However, it may be a real challenge in Japan to develop professional ethics regarding information behaviour in response to the development and spread of ICT. First of all, even though the importance of controlling influence of development, usage and dissemination of ICT in a socially favourable way has broadly been acknowledged, it is not necessarily the case in Japan. Many Japanese people consider that ICT is just a technological matter and does not relate it with social and ethical issues. Furthermore, in the mature society, ordinal Japanese people tend to consider that discourse on ethics is just for children; adults should internalise the traditionally cultivated values based on which appropriate judgments are made. In fact, the circumstances have caused seemingly farcical, but socially serious, muddles with respect to ICT and information behaviour. In March 2001, IT Strategic Headquarters, the taskforce set up at the prime minister’s office to propose national policies in respect of ICT, submitted “e-Japan Priority Policy Program”. According to this report, “information” was decided to be a mandatory subject at Japanese high schools from 2003 and this got the Japanese field of education into a mess. In order to get a teaching qualification in information, students have to acquire credits of subjects including “Information society and ethics”. At many Japanese engineering colleges, however, the teaching staff were at a loss what educational content to be taught in this subject and who to ask to give a lecture on it.
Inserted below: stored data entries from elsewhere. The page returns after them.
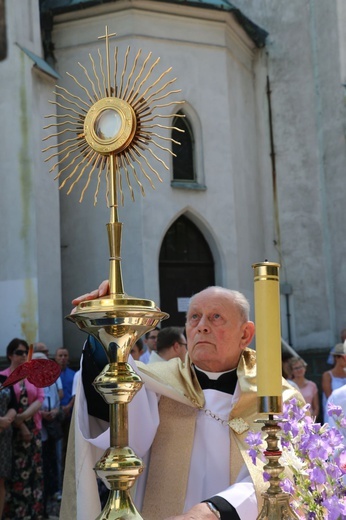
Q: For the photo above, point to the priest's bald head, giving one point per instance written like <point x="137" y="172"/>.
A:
<point x="218" y="328"/>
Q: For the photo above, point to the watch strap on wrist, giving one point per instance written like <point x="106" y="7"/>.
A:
<point x="213" y="509"/>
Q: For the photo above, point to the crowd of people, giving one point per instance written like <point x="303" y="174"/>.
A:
<point x="32" y="429"/>
<point x="209" y="363"/>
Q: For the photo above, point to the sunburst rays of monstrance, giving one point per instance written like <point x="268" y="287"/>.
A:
<point x="114" y="127"/>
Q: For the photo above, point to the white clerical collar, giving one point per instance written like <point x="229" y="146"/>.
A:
<point x="214" y="375"/>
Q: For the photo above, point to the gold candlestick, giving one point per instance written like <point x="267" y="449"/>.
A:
<point x="113" y="128"/>
<point x="276" y="503"/>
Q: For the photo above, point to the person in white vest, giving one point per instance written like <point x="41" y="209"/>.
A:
<point x="192" y="417"/>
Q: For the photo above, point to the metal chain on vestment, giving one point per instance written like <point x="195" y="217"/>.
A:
<point x="237" y="424"/>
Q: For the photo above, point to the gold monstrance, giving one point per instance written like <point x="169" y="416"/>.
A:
<point x="114" y="128"/>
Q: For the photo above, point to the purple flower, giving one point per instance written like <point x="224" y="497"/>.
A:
<point x="316" y="457"/>
<point x="317" y="475"/>
<point x="334" y="409"/>
<point x="254" y="438"/>
<point x="287" y="486"/>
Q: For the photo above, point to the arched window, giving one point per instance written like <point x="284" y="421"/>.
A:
<point x="186" y="266"/>
<point x="184" y="162"/>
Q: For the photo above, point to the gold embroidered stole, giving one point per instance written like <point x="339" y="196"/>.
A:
<point x="168" y="464"/>
<point x="170" y="461"/>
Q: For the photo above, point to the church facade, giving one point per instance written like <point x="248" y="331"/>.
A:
<point x="261" y="176"/>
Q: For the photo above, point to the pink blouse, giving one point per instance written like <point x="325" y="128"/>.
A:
<point x="34" y="394"/>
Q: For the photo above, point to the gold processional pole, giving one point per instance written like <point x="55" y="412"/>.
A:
<point x="112" y="130"/>
<point x="276" y="503"/>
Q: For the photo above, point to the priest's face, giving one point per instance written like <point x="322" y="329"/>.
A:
<point x="216" y="330"/>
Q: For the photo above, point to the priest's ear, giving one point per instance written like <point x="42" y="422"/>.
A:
<point x="248" y="332"/>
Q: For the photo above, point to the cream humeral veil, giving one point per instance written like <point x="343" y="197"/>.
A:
<point x="183" y="398"/>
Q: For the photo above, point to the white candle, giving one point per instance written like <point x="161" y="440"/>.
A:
<point x="268" y="336"/>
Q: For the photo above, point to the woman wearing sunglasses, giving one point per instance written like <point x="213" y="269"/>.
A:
<point x="24" y="491"/>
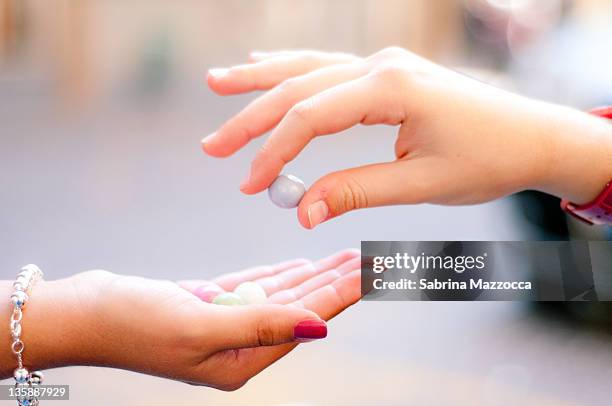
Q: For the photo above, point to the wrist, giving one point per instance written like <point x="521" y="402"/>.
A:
<point x="580" y="157"/>
<point x="50" y="327"/>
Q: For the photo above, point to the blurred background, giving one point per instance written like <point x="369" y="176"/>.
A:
<point x="102" y="107"/>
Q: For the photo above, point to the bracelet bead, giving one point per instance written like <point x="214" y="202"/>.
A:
<point x="21" y="375"/>
<point x="37" y="378"/>
<point x="19" y="298"/>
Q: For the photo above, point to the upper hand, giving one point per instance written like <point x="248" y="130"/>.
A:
<point x="460" y="141"/>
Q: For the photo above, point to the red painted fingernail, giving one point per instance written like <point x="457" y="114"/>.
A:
<point x="308" y="330"/>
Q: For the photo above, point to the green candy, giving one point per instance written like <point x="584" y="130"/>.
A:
<point x="228" y="299"/>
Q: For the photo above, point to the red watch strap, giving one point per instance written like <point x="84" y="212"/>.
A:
<point x="599" y="211"/>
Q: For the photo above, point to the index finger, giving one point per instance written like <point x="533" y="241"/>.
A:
<point x="331" y="111"/>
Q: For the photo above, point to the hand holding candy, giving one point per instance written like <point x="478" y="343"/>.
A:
<point x="451" y="130"/>
<point x="167" y="329"/>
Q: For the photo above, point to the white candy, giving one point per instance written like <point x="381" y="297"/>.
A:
<point x="251" y="293"/>
<point x="286" y="191"/>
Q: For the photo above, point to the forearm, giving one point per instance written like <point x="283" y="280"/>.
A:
<point x="50" y="327"/>
<point x="580" y="163"/>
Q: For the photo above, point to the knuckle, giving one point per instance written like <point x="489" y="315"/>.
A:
<point x="301" y="111"/>
<point x="393" y="74"/>
<point x="287" y="87"/>
<point x="351" y="195"/>
<point x="266" y="334"/>
<point x="390" y="52"/>
<point x="230" y="383"/>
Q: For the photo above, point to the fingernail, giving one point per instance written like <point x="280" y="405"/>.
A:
<point x="245" y="181"/>
<point x="208" y="138"/>
<point x="217" y="73"/>
<point x="309" y="330"/>
<point x="257" y="54"/>
<point x="317" y="213"/>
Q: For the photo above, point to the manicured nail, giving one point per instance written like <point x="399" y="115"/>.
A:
<point x="309" y="330"/>
<point x="217" y="73"/>
<point x="257" y="55"/>
<point x="245" y="181"/>
<point x="208" y="138"/>
<point x="317" y="213"/>
<point x="208" y="292"/>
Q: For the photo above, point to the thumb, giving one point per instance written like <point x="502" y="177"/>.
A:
<point x="398" y="182"/>
<point x="267" y="324"/>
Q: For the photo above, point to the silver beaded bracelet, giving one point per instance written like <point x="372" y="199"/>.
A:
<point x="26" y="279"/>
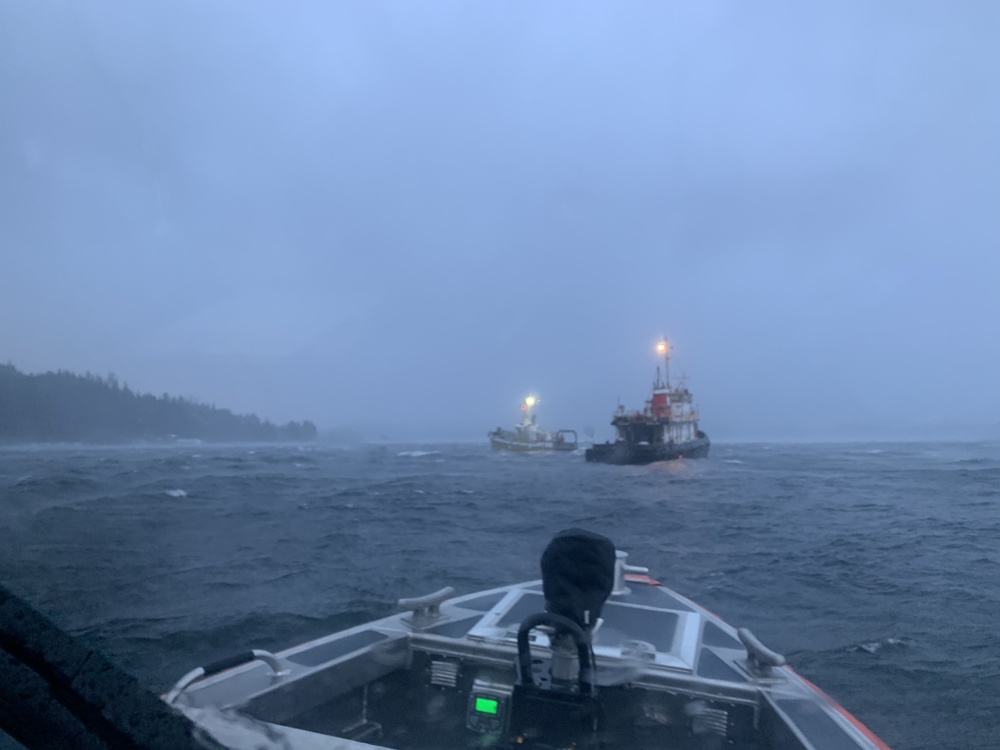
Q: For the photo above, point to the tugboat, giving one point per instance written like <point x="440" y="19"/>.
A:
<point x="666" y="429"/>
<point x="596" y="655"/>
<point x="527" y="437"/>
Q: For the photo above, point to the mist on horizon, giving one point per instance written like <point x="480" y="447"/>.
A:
<point x="400" y="220"/>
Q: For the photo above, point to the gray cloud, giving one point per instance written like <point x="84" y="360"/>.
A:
<point x="408" y="215"/>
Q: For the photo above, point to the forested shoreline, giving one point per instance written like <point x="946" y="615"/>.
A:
<point x="68" y="407"/>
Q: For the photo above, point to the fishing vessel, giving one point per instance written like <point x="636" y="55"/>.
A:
<point x="665" y="429"/>
<point x="596" y="654"/>
<point x="528" y="437"/>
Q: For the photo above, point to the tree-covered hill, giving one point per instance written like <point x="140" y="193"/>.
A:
<point x="63" y="406"/>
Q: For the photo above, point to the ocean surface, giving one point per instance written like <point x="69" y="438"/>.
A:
<point x="875" y="568"/>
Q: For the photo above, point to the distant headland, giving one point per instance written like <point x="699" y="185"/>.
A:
<point x="67" y="407"/>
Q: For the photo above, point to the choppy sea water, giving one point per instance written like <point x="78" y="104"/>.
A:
<point x="875" y="568"/>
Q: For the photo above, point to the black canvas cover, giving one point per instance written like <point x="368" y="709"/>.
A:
<point x="578" y="573"/>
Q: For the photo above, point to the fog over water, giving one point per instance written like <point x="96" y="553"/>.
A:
<point x="404" y="217"/>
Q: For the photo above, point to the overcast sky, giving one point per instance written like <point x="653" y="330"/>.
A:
<point x="406" y="216"/>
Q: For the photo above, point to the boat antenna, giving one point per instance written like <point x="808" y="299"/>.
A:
<point x="664" y="348"/>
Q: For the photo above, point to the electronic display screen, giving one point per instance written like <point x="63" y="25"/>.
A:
<point x="487" y="705"/>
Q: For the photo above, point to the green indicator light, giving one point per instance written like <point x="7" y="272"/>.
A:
<point x="487" y="705"/>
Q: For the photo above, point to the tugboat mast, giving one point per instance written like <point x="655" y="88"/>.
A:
<point x="664" y="348"/>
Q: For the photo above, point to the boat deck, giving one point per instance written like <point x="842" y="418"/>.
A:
<point x="669" y="674"/>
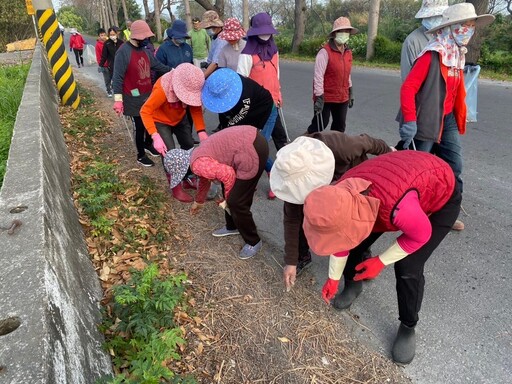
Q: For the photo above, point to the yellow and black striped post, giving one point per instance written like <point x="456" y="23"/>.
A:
<point x="56" y="50"/>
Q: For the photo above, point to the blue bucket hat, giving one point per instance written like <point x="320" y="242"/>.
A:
<point x="176" y="163"/>
<point x="178" y="30"/>
<point x="221" y="90"/>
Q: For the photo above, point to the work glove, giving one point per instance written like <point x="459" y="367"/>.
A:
<point x="369" y="269"/>
<point x="330" y="289"/>
<point x="158" y="143"/>
<point x="202" y="135"/>
<point x="407" y="133"/>
<point x="118" y="107"/>
<point x="319" y="104"/>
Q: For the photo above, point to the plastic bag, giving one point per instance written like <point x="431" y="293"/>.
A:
<point x="89" y="55"/>
<point x="471" y="73"/>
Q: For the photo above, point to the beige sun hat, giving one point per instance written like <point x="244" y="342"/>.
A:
<point x="300" y="167"/>
<point x="343" y="23"/>
<point x="459" y="13"/>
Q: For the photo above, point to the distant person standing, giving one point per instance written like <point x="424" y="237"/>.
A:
<point x="332" y="82"/>
<point x="128" y="30"/>
<point x="199" y="41"/>
<point x="76" y="44"/>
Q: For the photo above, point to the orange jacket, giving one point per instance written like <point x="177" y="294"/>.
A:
<point x="158" y="109"/>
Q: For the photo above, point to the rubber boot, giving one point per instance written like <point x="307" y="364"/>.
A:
<point x="345" y="298"/>
<point x="404" y="346"/>
<point x="179" y="194"/>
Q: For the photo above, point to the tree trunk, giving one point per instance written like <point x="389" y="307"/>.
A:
<point x="188" y="17"/>
<point x="475" y="44"/>
<point x="300" y="24"/>
<point x="373" y="26"/>
<point x="158" y="24"/>
<point x="245" y="12"/>
<point x="125" y="10"/>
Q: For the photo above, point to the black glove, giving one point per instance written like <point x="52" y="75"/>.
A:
<point x="319" y="104"/>
<point x="350" y="98"/>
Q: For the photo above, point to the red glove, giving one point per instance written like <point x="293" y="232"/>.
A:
<point x="202" y="135"/>
<point x="118" y="107"/>
<point x="369" y="269"/>
<point x="329" y="290"/>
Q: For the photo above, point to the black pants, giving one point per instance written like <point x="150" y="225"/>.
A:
<point x="339" y="117"/>
<point x="142" y="137"/>
<point x="241" y="197"/>
<point x="79" y="56"/>
<point x="410" y="281"/>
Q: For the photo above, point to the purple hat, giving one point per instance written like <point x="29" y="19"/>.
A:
<point x="261" y="24"/>
<point x="176" y="163"/>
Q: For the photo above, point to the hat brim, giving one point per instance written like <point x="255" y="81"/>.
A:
<point x="480" y="21"/>
<point x="212" y="101"/>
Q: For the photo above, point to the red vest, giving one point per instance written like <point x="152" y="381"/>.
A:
<point x="138" y="73"/>
<point x="336" y="75"/>
<point x="265" y="74"/>
<point x="396" y="173"/>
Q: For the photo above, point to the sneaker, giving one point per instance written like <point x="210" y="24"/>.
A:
<point x="249" y="251"/>
<point x="221" y="232"/>
<point x="152" y="151"/>
<point x="145" y="161"/>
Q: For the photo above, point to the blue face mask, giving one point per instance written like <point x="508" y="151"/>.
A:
<point x="431" y="22"/>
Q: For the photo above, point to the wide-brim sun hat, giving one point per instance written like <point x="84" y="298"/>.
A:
<point x="232" y="30"/>
<point x="140" y="30"/>
<point x="211" y="19"/>
<point x="187" y="83"/>
<point x="460" y="13"/>
<point x="431" y="8"/>
<point x="343" y="23"/>
<point x="222" y="90"/>
<point x="261" y="24"/>
<point x="176" y="164"/>
<point x="300" y="167"/>
<point x="338" y="217"/>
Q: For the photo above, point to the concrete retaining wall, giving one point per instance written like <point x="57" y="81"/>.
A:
<point x="49" y="291"/>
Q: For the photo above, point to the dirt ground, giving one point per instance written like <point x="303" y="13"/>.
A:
<point x="247" y="329"/>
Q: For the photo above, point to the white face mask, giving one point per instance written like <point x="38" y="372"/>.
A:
<point x="431" y="22"/>
<point x="341" y="37"/>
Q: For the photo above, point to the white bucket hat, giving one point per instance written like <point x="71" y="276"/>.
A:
<point x="300" y="167"/>
<point x="431" y="8"/>
<point x="459" y="13"/>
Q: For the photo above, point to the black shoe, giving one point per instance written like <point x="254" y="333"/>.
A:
<point x="152" y="151"/>
<point x="145" y="161"/>
<point x="303" y="264"/>
<point x="404" y="346"/>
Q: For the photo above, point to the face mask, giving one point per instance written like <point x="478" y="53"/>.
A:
<point x="462" y="34"/>
<point x="431" y="22"/>
<point x="341" y="37"/>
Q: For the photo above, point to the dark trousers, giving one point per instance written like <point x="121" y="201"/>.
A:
<point x="339" y="117"/>
<point x="241" y="197"/>
<point x="142" y="137"/>
<point x="79" y="56"/>
<point x="410" y="281"/>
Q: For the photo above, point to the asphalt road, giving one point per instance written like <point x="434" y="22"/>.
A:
<point x="465" y="329"/>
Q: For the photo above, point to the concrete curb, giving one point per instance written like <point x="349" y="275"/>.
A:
<point x="49" y="291"/>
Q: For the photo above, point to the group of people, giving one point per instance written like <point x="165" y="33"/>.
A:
<point x="337" y="202"/>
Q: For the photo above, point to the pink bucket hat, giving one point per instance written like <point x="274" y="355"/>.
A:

In addition to these factors, the greatest obstacle to development of professional ethics concerning information behaviour in Japan is the lack of responsibility ethics of individuals, which are necessary components of professional ethics. Japanese ethical and political tradition was built up through the three epoch-making events: (a) the introduction of Tang legal scheme in the eighth century, which enhanced to establish the “Ten’no” (Japanese Emperor) Regime, (b) the adoption of Song Neo-Confucianism as the state thought in the seventeenth century, which ideologically supported the Tokugawa Shogunate system, and (c) the introduction of Western political scheme between the late nineteenth century to the beginning of the twentieth century, which helped establish Meiji nation-state. At each of the events, the original scheme or thought was “Japanised”, i.e. was modified in order to be adapted to Japanese conditions at the time. Unfortunately, at the last event, although responsibility ethics of individuals consistent with Japanese socio-cultural tradition should be established in step with building Meiji modern state, they failed to be and have not yet been developed.

In order to develop a practical code of professional ethics in some society at some time, the code has to be correlated with core ethical thought or fundamental ethics shared among people in the society at the time, because the code can practically work well only if the fundamental ethics endorse it. In other words, the code should be designed through the process of interpreting and rethinking the fundamental ethics. It is obvious that professional ethics are not identical to fundamental ethics. However, in order to make a code of professional ethics efficacious, it is necessary that the code is accepted and supported by ordinal or non-professional people as well as professionals in the society at the time. This means the code developed is inevitably ethnocentric in a certain sense; the code is not universally efficacious because it is developed based on the socio-cultural context.

In Japanese circumstances in which there is no clear conception of responsibility ethics of individuals, to develop and establish reliable and efficacious professional ethics, a code of which is totally endorsed by fundamental ethics, is really a hard task. This is sort of a tragedy to the modern information society, because Japan is one of the leading nations in the field of ICT development and usage. In order to surmount the difficulty, perusing and reflecting the historical circumstances of the formation of Japanese socio-cultural context to compensate the lack of responsibility ethics of individuals is absolutely necessary.